We all use the OSI model to describe the way networks work. I have, in fact, included it in just about every presentation, and every book I have written, someplace in the fundamentals of networking. But if you have every looked at the OSI model and had to scratch your head trying to figure out how it really fits with the networks we operate today, or what the OSI model is telling you in terms of troubleshooting, design, or operation—you are not alone. Lots of people have scratched their heads about the OSI model, trying to understand how it fits with modern networking. There is a reason this is so difficult to figure out.

The OSI Model does not accurately describe networks.

What set me off in this particular direction this week is an article over at Errata Security:

The OSI Model was created by international standards organization for an alternative internet that was too complicated to ever work, and which never worked, and which never came to pass. Sure, when they created the OSI Model, the Internet layered model already existed, so they made sure to include today’s Internet as part of their model. But the focus and intent of the OSI’s efforts was on dumb networking concepts that worked differently from the Internet.

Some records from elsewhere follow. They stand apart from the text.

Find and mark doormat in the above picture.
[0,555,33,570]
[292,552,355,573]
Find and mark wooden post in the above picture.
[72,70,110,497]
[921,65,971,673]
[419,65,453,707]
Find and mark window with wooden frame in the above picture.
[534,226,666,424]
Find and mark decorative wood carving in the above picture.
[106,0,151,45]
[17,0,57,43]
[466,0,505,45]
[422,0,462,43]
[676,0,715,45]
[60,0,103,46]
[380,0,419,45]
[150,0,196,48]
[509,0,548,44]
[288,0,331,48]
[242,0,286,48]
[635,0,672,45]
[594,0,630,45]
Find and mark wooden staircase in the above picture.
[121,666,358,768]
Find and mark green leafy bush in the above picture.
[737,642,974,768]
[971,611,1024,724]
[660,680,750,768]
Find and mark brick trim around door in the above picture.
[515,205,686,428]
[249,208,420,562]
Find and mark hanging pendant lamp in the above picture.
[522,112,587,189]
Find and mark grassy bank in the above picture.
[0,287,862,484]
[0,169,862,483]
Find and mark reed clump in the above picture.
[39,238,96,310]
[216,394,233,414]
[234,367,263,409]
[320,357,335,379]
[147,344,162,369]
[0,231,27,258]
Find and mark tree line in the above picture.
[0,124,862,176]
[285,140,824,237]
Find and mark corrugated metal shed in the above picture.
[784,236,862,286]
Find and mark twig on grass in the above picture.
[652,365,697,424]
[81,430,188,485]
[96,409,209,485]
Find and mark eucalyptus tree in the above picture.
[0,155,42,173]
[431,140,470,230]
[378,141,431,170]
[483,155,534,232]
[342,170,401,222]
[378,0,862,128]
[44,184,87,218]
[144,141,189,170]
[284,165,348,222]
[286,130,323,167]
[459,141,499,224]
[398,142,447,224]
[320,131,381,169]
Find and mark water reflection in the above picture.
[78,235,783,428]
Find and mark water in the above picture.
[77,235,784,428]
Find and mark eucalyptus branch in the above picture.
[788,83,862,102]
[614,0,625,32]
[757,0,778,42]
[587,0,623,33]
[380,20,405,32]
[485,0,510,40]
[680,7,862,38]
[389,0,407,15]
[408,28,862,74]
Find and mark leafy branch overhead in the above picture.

This is partly true, and yet a bit … over the top. 🙂 OTOH, the point is well taken: the OSI model is not an ideal model for understanding networks. Maybe a bit of analysis would be helpful in understanding why.

First, while the OSI model was developed with packet switching networks in mind, the general idea was to come as close as possible to emulating the circuit-switched networks widely deployed at the time. A lot of thought had gone into making those circuit-switched networks work, and applications had been built around the way they worked. Applications and circuit-switched networks formed a sort of symbiotic relationship, just as applications form with packet-switched networks today; it was unimaginable, at the time, that “everything would change.”

So while the designers of the OSI model understood the basic value of the packet-switched network, they also understood the value of the circuit-switched network, and tried to find a way to solve both sets of problems in the same network. Experience has shown it is possible to build a somewhat close-to-circuit switched network on top of packet switched networks, but not quite in the way, nor as close to perfect emulation, as those original designers thought. So the OSI model is a bit complex and perhaps overspecified, making it less-than-useful today.

Second, the OSI model largely ignored the role of middleboxes, focusing instead on the stacks implemented and deployed in hosts. This, again, makes sense, as there was no such thing as a device specialized in the switching of packets at the time. Hosts took packets in and processed them. Some packets were sent along to other hosts, other packets were consumed locally. Think PDP-11 with some rough code, rather than even an early Cisco CGS.

Third, the OSI model focuses on what each layer does from the perspective of an application, rather than focusing on what is being done to the data in order to transmit it. The OSI model is built “top down,” rather than “bottom up,” in other words. While this might be really useful if you are an application developer, it is not so useful if you are a network engineer.

So—what should we say about the OSI model?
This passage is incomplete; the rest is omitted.